Liver, lungs and Heart.
Temporary organ damage can occur following high-dose chemo. It is usually both mild and completely reversible.
Liver blood test abnormalities occur in 50 percent of patients following the preparative regimen, but only a small fraction will develop actual liver damage. Patients may experience jaudince (yellowing of the skin), significant weight gain due to fluid retention, and abnormal blood levels of liver enzymes and bilirubin (a pigment produced during the break-up of red blood cells). Resting the liver and avoiding medications that aggravate the condition are the usual treatments until the liver heals itself.

Breathing irregularities can also occur following the preparative regimen. Ten to twenty percent of patients develop non-infectious pneumonia during the first four weeks post-transplant. In most cases, injury to the lungs is mild and temporary, but some patients do experience long-term breathing problems.

Mild, temporary heartbeat irregularities (arrhythmia) or rapid heartbeat can occur following the preparative regimen, particularly those that include clyclophosphamide or carmustine.

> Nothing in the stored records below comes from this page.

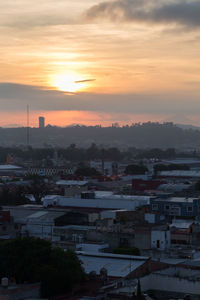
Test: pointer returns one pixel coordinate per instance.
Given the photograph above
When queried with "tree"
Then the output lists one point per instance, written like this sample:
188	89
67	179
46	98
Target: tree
33	260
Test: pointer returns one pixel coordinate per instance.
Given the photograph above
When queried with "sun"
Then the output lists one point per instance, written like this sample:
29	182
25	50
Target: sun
67	82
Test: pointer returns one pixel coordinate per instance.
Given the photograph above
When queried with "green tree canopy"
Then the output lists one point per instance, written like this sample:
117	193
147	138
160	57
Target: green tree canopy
136	169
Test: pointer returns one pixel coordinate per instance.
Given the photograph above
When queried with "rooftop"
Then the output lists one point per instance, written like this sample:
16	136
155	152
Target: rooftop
116	265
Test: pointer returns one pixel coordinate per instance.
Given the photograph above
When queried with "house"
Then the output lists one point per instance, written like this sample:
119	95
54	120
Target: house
176	206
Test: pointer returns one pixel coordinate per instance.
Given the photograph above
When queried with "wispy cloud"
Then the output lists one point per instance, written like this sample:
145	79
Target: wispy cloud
84	80
15	97
179	12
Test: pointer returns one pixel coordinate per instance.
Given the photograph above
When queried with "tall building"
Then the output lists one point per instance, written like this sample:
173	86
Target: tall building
41	122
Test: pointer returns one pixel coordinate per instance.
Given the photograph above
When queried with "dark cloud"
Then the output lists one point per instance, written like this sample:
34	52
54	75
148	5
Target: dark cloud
179	12
15	97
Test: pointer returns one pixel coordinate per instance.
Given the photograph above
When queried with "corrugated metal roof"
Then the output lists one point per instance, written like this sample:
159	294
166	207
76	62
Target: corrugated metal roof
116	266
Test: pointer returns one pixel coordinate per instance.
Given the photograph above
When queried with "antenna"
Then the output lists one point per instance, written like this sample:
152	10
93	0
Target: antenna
27	115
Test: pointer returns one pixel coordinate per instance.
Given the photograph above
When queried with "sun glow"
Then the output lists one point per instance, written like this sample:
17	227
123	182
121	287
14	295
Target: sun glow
68	82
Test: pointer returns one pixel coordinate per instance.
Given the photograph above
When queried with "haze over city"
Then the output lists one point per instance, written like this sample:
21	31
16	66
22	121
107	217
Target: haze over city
99	62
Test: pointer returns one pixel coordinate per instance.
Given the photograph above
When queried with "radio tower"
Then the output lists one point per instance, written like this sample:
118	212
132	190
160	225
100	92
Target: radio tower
27	133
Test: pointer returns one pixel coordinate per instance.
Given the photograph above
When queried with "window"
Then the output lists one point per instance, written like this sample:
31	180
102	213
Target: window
189	208
154	206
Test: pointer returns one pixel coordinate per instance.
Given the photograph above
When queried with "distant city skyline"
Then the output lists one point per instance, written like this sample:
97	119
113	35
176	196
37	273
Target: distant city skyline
99	62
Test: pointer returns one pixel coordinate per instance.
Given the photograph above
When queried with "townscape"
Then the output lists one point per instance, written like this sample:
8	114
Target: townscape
133	223
99	150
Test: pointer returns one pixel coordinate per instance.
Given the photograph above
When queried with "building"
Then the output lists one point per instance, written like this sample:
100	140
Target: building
100	200
176	206
115	265
172	283
41	122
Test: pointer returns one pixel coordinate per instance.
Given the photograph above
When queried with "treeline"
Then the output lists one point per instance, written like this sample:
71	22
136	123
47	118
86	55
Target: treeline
139	135
93	152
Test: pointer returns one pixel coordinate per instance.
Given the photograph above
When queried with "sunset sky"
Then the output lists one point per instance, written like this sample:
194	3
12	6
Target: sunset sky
99	62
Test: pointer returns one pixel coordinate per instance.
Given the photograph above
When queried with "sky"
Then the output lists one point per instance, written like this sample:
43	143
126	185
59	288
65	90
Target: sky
99	62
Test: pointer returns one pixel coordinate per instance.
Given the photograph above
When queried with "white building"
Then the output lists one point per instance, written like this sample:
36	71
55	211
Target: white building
160	239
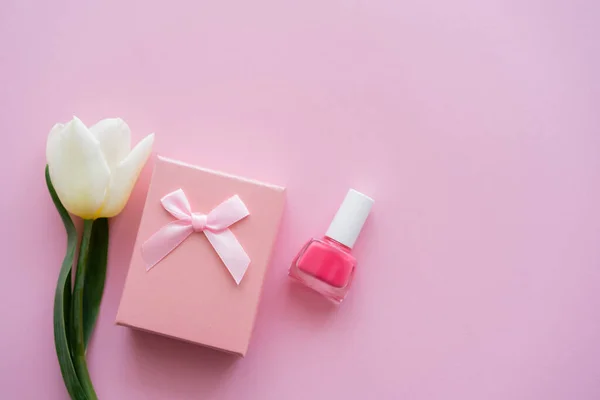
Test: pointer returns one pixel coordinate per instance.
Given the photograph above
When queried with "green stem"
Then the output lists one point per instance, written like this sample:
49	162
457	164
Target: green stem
78	338
62	302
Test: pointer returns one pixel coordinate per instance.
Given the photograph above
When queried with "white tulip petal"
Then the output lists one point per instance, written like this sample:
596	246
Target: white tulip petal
114	136
78	170
124	177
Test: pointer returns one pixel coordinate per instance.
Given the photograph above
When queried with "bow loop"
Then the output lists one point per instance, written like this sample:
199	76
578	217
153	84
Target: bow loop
214	225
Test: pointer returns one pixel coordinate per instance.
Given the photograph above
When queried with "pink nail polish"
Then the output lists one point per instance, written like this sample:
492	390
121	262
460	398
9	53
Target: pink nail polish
327	265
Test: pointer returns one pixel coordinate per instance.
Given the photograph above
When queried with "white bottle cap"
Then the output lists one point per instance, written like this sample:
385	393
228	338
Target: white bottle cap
350	218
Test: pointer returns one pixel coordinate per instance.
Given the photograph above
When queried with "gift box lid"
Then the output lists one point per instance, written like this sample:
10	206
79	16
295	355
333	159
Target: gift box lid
190	294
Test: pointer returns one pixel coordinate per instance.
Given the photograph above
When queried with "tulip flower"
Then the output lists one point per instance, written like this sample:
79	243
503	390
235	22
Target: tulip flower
90	173
93	170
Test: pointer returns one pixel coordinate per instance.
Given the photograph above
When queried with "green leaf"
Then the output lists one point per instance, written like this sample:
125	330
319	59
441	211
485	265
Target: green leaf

Severe or long-term heart problems are very rare.

Confusion
Confusion or altered thinking are occasional, temporary side effects of the preparative regimen, or of drugs used to control other side effects. Confusion and altered thinking can be frightening both to the patient and to loved ones who observe it. It helps to remember that these problems are temporary and reversible, and can often be managed by changing the dosage or type of drugs the patient is receiving.

Muscle Spasms and Cramping
Muscle spasms are a common problem post-transplant. They are sometimes caused by an imbalance in electrolytes- minerals found in the body such as potassium, magnesium and calcium. These minerals must be maintained at certain levels to prevent organ malfunction. Muscle spasms can often be resolved by taking potassium, calcium, magnesium or phosphate supplements orally. Ask your doctor to prescribe the supplement, since not all sources of these minerals are absorbed equally well by the body. If there is no electrolyte imbalance, vitamin E or quinine in pill form sometimes resolves or reduces the problem.

Reproductive Organs
Damage to reproductive organs from high dose chemo is common, and usually results in permanent infertility. Patient age, gender, stage of sexual maturity, and dosage of chemo all affect the likelihood of becoming infertile post-transplant. In addition, women often experience premature menopause.

Other Long-Term Side Effects
Premature cataracts occur in approximately 20 percent of patients who undergo TBI. Cataracts may also occur following treatment with high-dose busulfan. Cataracts can be surgically removed, usually in an outpatient setting.

Some patients experience numbness and tingling in their hands and feet, due to nerve damage caused by the preparative regimen and prior chemo. The damage is usually permmanent. However, in a few patients there has been slow re-growth of nerve tissue that eventually reduces numbness and tingling. The problem is seldom resolved completely.

Mild to moderate learning disabilities may occur in children who've had a stem cell transplant, especially if the preperative therapy includes TBI. Younger children often experience delayed growth as well. Hormone therapy may be recommended to promote growth if this problem occurs.

Children transplanted before the age of five may also experience significant dental problems such as loose teeth, tooth loss, dry mouth and inability to wear braces. It is important that they be followed by a dentist who is experienced in treating child who've undergone high-dose chemo and/or TBI.